La providence sur le balcon

L’histoire de Monique ne débute pas dans Verdun, mais plutôt dans le quartier Saint-Henri, un peu plus au nord. Avant même sa naissance, une conversation de balcons comme celles qu’on lit dans les romans de Michel Tremblay allait décider de son sort.

Une jeune femme du voisinage était tombée enceinte hors des liens du mariage et son copain refusait de l’épouser si elle ne donnait pas l’enfant en adoption. « La commère du coin, Madame Rivière, en avait parlé à la sage-femme Mémère Lemaire et c’est elle qui a approché Pit pour l’adoption », m’explique Monique.

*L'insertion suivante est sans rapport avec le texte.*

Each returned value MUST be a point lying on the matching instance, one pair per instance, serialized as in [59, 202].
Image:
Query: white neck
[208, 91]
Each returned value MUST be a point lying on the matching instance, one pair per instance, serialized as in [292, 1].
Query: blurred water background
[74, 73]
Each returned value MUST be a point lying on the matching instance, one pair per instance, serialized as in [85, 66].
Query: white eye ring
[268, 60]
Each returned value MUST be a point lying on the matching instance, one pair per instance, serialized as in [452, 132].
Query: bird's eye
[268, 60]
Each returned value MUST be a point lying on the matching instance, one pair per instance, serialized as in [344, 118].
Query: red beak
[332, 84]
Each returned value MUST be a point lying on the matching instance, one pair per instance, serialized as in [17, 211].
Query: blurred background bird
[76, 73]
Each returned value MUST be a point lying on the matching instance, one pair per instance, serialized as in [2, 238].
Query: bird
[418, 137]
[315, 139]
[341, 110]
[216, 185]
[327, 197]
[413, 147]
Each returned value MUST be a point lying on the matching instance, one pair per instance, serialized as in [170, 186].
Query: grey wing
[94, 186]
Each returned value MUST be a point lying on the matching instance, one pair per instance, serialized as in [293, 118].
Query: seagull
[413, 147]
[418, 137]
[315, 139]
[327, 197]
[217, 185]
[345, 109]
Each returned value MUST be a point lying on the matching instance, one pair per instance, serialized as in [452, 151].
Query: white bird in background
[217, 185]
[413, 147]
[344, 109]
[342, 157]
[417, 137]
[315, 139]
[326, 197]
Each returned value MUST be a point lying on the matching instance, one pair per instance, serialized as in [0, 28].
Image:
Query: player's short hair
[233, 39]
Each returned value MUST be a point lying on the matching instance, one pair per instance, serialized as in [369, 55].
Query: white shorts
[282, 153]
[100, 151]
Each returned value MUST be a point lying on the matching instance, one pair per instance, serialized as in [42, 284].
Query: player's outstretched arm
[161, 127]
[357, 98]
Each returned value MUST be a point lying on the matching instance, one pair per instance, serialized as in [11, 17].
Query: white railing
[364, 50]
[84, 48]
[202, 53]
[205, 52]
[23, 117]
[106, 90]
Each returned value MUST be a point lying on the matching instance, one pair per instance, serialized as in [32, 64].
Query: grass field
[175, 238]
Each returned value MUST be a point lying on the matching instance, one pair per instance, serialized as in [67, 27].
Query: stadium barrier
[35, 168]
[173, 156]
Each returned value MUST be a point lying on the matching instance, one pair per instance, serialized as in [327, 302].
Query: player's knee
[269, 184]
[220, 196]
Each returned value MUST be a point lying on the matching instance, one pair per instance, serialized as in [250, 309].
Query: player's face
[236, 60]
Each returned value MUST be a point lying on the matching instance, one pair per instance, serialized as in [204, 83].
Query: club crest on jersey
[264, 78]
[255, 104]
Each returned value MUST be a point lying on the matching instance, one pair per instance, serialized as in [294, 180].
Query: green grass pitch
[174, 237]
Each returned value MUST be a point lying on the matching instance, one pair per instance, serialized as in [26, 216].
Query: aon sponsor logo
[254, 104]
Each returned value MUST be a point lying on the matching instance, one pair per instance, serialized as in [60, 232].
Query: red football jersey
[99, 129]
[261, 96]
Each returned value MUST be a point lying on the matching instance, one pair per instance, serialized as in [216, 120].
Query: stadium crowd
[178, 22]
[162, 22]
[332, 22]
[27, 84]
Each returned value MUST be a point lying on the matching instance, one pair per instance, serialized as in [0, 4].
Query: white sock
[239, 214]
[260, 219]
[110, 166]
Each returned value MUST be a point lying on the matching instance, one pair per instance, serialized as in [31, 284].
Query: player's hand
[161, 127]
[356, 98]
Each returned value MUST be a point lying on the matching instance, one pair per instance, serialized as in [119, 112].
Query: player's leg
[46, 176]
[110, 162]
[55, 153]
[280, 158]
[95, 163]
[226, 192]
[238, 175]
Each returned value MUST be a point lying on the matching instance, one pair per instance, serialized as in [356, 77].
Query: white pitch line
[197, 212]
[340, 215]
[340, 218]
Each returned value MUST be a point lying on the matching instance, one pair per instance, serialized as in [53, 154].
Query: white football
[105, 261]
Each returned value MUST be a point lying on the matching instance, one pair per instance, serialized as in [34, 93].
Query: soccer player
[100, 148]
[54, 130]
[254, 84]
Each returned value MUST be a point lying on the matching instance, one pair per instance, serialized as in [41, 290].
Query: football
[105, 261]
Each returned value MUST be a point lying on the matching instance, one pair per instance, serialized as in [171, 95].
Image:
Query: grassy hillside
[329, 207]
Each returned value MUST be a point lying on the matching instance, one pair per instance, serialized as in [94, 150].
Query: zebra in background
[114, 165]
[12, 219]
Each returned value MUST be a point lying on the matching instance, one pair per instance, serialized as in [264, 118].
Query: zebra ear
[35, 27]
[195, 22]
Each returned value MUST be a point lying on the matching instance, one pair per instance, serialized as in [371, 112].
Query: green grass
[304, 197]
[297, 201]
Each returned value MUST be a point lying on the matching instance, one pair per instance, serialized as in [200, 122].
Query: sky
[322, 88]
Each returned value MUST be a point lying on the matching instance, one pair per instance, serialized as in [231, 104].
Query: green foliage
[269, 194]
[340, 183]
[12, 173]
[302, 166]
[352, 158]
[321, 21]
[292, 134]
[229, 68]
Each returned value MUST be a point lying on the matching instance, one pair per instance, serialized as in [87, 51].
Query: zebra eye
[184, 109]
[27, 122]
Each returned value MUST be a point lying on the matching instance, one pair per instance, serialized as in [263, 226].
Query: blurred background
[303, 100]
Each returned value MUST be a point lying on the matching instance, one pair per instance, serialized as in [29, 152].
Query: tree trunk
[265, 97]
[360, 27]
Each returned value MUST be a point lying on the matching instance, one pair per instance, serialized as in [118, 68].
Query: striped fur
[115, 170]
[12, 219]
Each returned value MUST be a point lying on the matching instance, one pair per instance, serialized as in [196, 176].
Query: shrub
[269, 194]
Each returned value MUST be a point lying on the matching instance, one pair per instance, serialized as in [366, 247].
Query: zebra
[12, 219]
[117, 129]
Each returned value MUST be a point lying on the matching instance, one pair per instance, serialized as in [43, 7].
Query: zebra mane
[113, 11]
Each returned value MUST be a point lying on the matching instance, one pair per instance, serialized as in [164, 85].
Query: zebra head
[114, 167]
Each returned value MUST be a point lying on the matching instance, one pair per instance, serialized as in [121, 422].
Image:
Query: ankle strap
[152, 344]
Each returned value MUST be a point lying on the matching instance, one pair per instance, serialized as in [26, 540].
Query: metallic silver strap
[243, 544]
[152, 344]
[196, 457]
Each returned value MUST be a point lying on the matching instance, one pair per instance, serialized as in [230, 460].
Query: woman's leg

Pit, de son nom de baptême René Therrien, c’est l’homme qui allait devenir le père de Monique. Un ouvrier dans une usine de bombes pendant la Deuxième Guerre mondiale, comme beaucoup d’hommes dans le quartier, déjà père de cinq enfants alors tous entre 10 et 20 ans plus vieux que Monique. Un homme droit, intègre et surtout, un père de famille expérimenté. Les règles de l’adoption étaient moins serrées en 1951. C’était possible de s’assurer du genre de futur qu’on souhaitait pour un enfant et tout le quartier Saint-Henri veillait sur Monique.

La famille Therrien.
La famille Therrien.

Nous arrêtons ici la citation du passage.